Re: [PATCH v3 1/5] liveupdate: block outgoing session updates during reboot
From: oskar
Date: Mon Mar 23 2026 - 16:54:44 EST
On 2026-03-23 20:00, Pasha Tatashin wrote:
On Sat, Mar 21, 2026 at 6:28 PM Pasha Tatashin
<pasha.tatashin@xxxxxxxxxx> wrote:
On Sat, Mar 21, 2026 at 10:38 AM Oskar Gerlicz Kowalczuk
<oskar@gerlicz.space> wrote:
>
> kernel_kexec() serializes outgoing sessions before the reboot path
> freezes tasks, so close() and session ioctls can still mutate a
> session while handover state is being prepared. The original v2 code
> also let incoming lookups keep a bare session pointer after dropping
> the list lock.
>
> That leaves two correctness problems in the reboot path: outgoing state
> can change after serialization starts, and incoming sessions can be
> freed while another thread still holds a pointer to them.
>
> Add refcounted session lifetime management, track in-flight outgoing
> close() paths with an atomic closing counter, and make serialization
> wait for closing to drain before setting rebooting. Reject phase-invalid
> ioctls, keep incoming release on a common cleanup path, and make the
> release wait freezable without spinning.
>
> Fixes: fc5acd5c89fe ("liveupdate: block outgoing session updates during reboot")

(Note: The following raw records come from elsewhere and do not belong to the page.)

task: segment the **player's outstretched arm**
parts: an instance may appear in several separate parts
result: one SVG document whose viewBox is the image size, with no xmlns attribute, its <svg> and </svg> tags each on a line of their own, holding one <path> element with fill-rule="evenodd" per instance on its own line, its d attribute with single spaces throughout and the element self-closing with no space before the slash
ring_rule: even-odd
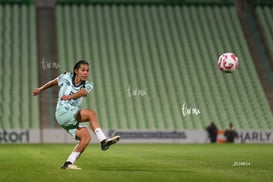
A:
<svg viewBox="0 0 273 182">
<path fill-rule="evenodd" d="M 55 85 L 58 85 L 57 79 L 51 80 L 39 88 L 35 88 L 32 92 L 32 95 L 33 96 L 39 95 L 42 91 L 44 91 L 50 87 L 53 87 Z"/>
</svg>

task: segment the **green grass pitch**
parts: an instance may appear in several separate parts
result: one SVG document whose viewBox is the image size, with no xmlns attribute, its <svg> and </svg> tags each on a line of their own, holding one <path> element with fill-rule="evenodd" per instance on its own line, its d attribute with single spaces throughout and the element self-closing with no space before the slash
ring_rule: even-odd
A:
<svg viewBox="0 0 273 182">
<path fill-rule="evenodd" d="M 90 144 L 77 161 L 60 166 L 72 144 L 1 144 L 0 181 L 272 181 L 272 144 Z"/>
</svg>

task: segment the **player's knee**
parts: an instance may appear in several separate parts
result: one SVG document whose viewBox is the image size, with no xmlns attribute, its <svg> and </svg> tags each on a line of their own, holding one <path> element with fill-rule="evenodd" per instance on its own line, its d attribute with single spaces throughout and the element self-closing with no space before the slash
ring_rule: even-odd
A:
<svg viewBox="0 0 273 182">
<path fill-rule="evenodd" d="M 93 110 L 89 110 L 89 115 L 91 117 L 97 117 L 97 113 L 95 111 L 93 111 Z"/>
</svg>

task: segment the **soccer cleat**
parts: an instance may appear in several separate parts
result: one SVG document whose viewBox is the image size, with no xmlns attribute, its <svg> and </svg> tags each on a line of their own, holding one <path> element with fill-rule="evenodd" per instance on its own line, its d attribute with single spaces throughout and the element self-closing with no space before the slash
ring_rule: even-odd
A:
<svg viewBox="0 0 273 182">
<path fill-rule="evenodd" d="M 74 164 L 70 164 L 70 165 L 68 165 L 67 169 L 81 170 L 82 168 L 79 168 L 78 166 L 76 166 Z"/>
<path fill-rule="evenodd" d="M 61 169 L 67 169 L 67 168 L 68 168 L 68 165 L 71 165 L 71 164 L 72 164 L 71 162 L 66 161 L 66 162 L 64 163 L 64 165 L 61 167 Z"/>
<path fill-rule="evenodd" d="M 61 169 L 73 169 L 73 170 L 80 170 L 81 168 L 78 168 L 76 165 L 72 164 L 69 161 L 66 161 L 64 165 L 61 167 Z"/>
<path fill-rule="evenodd" d="M 106 151 L 111 145 L 117 143 L 120 139 L 120 136 L 113 136 L 103 140 L 101 144 L 101 150 Z"/>
</svg>

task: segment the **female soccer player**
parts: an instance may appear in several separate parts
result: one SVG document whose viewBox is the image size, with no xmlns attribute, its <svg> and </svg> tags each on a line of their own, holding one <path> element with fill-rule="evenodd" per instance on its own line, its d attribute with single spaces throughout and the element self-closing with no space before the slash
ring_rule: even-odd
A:
<svg viewBox="0 0 273 182">
<path fill-rule="evenodd" d="M 89 130 L 83 122 L 89 122 L 91 129 L 95 132 L 101 143 L 101 149 L 107 150 L 112 144 L 119 141 L 120 136 L 106 138 L 96 115 L 90 109 L 82 108 L 83 97 L 93 89 L 93 83 L 88 82 L 89 64 L 85 60 L 78 61 L 73 69 L 73 73 L 66 72 L 59 75 L 39 88 L 33 90 L 32 95 L 39 95 L 42 91 L 58 85 L 60 87 L 58 102 L 56 107 L 57 122 L 79 143 L 75 146 L 62 169 L 80 169 L 74 163 L 88 146 L 91 136 Z"/>
</svg>

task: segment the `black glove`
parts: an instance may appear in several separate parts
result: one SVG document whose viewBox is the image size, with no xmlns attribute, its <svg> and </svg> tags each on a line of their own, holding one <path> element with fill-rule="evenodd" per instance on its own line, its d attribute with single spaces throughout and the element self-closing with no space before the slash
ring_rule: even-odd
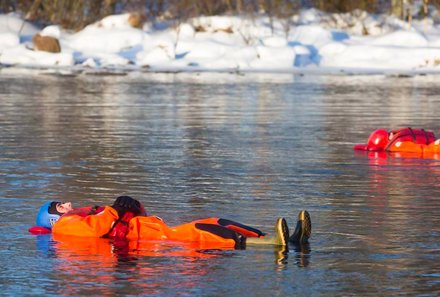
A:
<svg viewBox="0 0 440 297">
<path fill-rule="evenodd" d="M 130 196 L 119 196 L 116 198 L 112 207 L 118 212 L 120 218 L 122 218 L 127 211 L 132 212 L 135 216 L 142 213 L 141 203 Z"/>
</svg>

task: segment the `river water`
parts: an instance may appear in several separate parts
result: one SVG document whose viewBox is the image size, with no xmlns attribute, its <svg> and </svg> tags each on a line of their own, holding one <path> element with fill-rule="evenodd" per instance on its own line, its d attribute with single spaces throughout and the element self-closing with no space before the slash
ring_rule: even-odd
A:
<svg viewBox="0 0 440 297">
<path fill-rule="evenodd" d="M 438 296 L 440 162 L 352 147 L 378 127 L 440 133 L 436 76 L 0 72 L 2 296 Z M 440 135 L 440 134 L 439 134 Z M 178 225 L 271 232 L 310 212 L 309 245 L 119 247 L 27 229 L 48 200 L 141 200 Z"/>
</svg>

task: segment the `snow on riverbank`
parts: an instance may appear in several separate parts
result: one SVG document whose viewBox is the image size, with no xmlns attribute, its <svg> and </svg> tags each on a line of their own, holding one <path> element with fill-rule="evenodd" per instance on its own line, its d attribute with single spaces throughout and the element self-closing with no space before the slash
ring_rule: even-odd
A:
<svg viewBox="0 0 440 297">
<path fill-rule="evenodd" d="M 68 32 L 36 28 L 15 14 L 0 15 L 0 65 L 71 70 L 249 71 L 293 73 L 439 73 L 440 28 L 414 21 L 304 10 L 286 21 L 200 17 L 161 29 L 129 25 L 112 15 Z M 59 40 L 60 53 L 33 49 L 40 33 Z"/>
</svg>

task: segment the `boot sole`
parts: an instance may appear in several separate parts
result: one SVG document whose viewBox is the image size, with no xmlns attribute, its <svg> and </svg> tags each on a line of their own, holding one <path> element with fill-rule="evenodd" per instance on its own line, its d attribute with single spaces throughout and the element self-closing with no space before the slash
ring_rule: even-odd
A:
<svg viewBox="0 0 440 297">
<path fill-rule="evenodd" d="M 310 214 L 306 210 L 302 210 L 298 214 L 298 221 L 294 234 L 289 238 L 292 243 L 306 243 L 312 234 L 312 221 Z"/>
<path fill-rule="evenodd" d="M 279 218 L 277 220 L 277 233 L 280 235 L 280 245 L 287 245 L 289 241 L 289 227 L 284 218 Z"/>
</svg>

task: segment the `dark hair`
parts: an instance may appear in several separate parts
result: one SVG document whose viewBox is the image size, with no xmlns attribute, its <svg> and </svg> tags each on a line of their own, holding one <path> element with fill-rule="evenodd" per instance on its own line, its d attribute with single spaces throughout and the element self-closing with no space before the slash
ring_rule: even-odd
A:
<svg viewBox="0 0 440 297">
<path fill-rule="evenodd" d="M 62 213 L 57 210 L 58 204 L 61 204 L 61 202 L 52 201 L 47 212 L 50 214 L 62 215 Z"/>
</svg>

> Signed-off-by: Oskar Gerlicz Kowalczuk <oskar@gerlicz.space>
> ---
> kernel/liveupdate/luo_internal.h | 12 +-
> kernel/liveupdate/luo_session.c | 236 +++++++++++++++++++++++++++----
> 2 files changed, 221 insertions(+), 27 deletions(-)
Hi Oskar,
Thank you for sending this series and finding these bugs in LUO. I
agree with Andrew that a cover letter would help to understand the
summary of the overall effort.
I have not reviewed the other patches yet, but for this patch, my
understanding is that it solves two specific races during reboot()
syscalls: session closure after serialization, and the addition of new
sessions or preserving new files after serialization.
Given that KHO is now stateless, and liveupdate_reboot() is
specifically placed at the last point where we can still return an
error to userspace, we should simply return an error if a userspace is
doing something unexpected.
Instead of creating a new state machine, let's just reuse the file
references and simply take them for each session at the beginning of
serialization. This ensures that no session closes will happen later.
For file preservation and session addition, we can block them by
simply adding a new boolean.
Please take a look at the two patches below and see if this approach
would work. It is a much smaller change compared to the proposed state
machine in this patch.
https://git.kernel.org/pub/scm/linux/kernel/git/tatashin/linux.git/log/?h=luo-reboot-sync/rfc/1
Oskar, I made a few more changes to avoid returning an error if
get_file_active() fails. This prevents a race condition where the user
might call close(session_fd) right before calling reboot(). I
force-updated the above branch. Please let me know if you want to take
these changes and use them to in the next version.
Pasha
Hi Pasha,
thank you for taking the time to prototype this approach and for the detailed explanation, I really appreciate it.
I agree that reusing file references and introducing a simple blocking mechanism makes the solution much smaller and easier to reason about compared to a dedicated state machine. Your patches definitely move things in a nice direction in terms of simplicity.
While going through it, I was wondering if there might still be a couple of corner cases worth discussing. In particular, do you think a boolean gate is sufficient to cover in-flight operations that may have already passed the check before serialization starts? It seems like those paths could still potentially mutate session state during serialization.
I was also thinking about the lifetime of incoming sessions (especially lookups holding pointers). Do you think file reference handling alone is enough there, or would we still need some explicit lifetime protection?
I’m currently working on v4 and will take a closer look at your branch to see if we can combine both approaches in a way that keeps the solution simple while still covering these cases.
Thanks,
Oskar Gerlicz Kowalczuk